Des oiseaux, donc, moineaux, mésanges et autres pinsons, saisis en plein vol, qui se livrent à des ballets étourdissants jusqu’à presque disparaître dans le mouvement qui les anime. Par moments, ils en viennent à ne plus se distinguer du végétal, arbres, buissons, feuilles ou herbes qui constituent leur habitat, au point qu’on se demande s’ils sont bien là. Et nous voilà scrutant l’image, essayant de la déchiffrer comme un rébus. Ou alors on est saisi par l’admirable déploiement des ailes, d’une netteté presque surréelle, et le fin tracé des pattes, qui procurent une singulière émotion – révélation soudaine de la beauté, de la forme pure au sein du chaos.
D’autres oiseaux, au contraire, sont surpris dans leur immobilité, posés sur une branche fine ou dans la neige, tel ce cardinal rouge portant une graine dans son bec. Et c’est un instant de paix suprême, de lenteur et de calme revenus, comme si refaisait alors surface une temporalité oubliée, enfouie sous la frénésie du quotidien. Le regard, tout à coup, peut se (re)poser.
Le jardin lui-même devient une symphonie de couleurs, de taches sombres ou lumineuses, de lignes et de courbes, tantôt floues, tantôt d’une netteté implacable. Tout est contraste et harmonie, tension et repos. Une sorte d’épiphanie du visible, de celle que l’on trouve à sa porte pour peu que l’on sache regarder.
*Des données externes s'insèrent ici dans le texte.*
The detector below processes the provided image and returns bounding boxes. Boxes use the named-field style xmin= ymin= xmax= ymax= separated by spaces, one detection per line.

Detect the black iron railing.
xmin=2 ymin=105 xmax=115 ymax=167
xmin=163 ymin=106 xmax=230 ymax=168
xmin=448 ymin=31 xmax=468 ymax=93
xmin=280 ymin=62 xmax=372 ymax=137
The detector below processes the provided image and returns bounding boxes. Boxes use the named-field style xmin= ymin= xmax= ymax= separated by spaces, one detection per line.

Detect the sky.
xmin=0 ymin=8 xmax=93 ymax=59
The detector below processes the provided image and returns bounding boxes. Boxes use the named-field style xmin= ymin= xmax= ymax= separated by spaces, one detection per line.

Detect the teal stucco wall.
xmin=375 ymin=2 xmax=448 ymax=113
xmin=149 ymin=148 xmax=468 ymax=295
La virtuosité de Terri Weifenbach n’est jamais gratuite. On sent chez elle une intense curiosité visuelle, une attention extrême aux effets, aux changements, aux mouvances. Elle se livre à des variations indéfiniment répétées sur le flou et le net, la forme et la dissolution, le chatoiement des couleurs et des lumières… Comme s’il s’agissait de capturer une essence, qui fondamentalement échappe.
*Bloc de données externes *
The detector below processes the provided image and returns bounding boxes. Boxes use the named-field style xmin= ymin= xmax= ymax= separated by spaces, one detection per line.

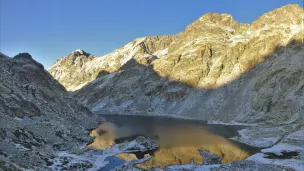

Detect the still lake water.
xmin=91 ymin=115 xmax=258 ymax=170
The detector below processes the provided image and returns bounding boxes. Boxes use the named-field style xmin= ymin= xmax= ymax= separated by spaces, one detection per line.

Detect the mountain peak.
xmin=71 ymin=49 xmax=91 ymax=56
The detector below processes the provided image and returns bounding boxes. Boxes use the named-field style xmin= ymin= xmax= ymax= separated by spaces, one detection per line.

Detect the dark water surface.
xmin=92 ymin=115 xmax=258 ymax=170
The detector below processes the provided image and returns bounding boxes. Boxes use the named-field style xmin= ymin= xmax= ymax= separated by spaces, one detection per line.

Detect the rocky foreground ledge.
xmin=47 ymin=137 xmax=303 ymax=171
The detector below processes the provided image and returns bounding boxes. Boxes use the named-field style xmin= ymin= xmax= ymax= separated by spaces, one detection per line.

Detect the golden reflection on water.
xmin=88 ymin=122 xmax=251 ymax=169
Il est des photographes dont on aime le regard. Terri Weifenbach en fait partie. Parce qu’elle possède la qualité singulière d’animer ce qu’elle voit et ce qu’elle nous montre. D’y faire surgir une pointe d’étrangeté. Une tension imperceptible vers un ailleurs, un « autrement », un « différemment ». Et ce faisant, elle nous touche au cœur.
Corinna Gepner
Guide
Terri Weifenbach, Des oiseaux, éditions Xavier Barral, Paris, 2019.
Et pour prolonger le plaisir : Terri Weifenbach, Rinko Kawauchi, Gift, éditions Amana, 2014.
La collection « Des oiseaux » a également accueilli les photographes Yoshinori Mizutani, Bernard Plossu et Pentti Sammallahti. Les ouvrages, d’une exceptionnelle qualité esthétique, sont accompagnés de textes passionnants, joyeusement érudits, de Guilhem Lesaffre, spécialiste des oiseaux.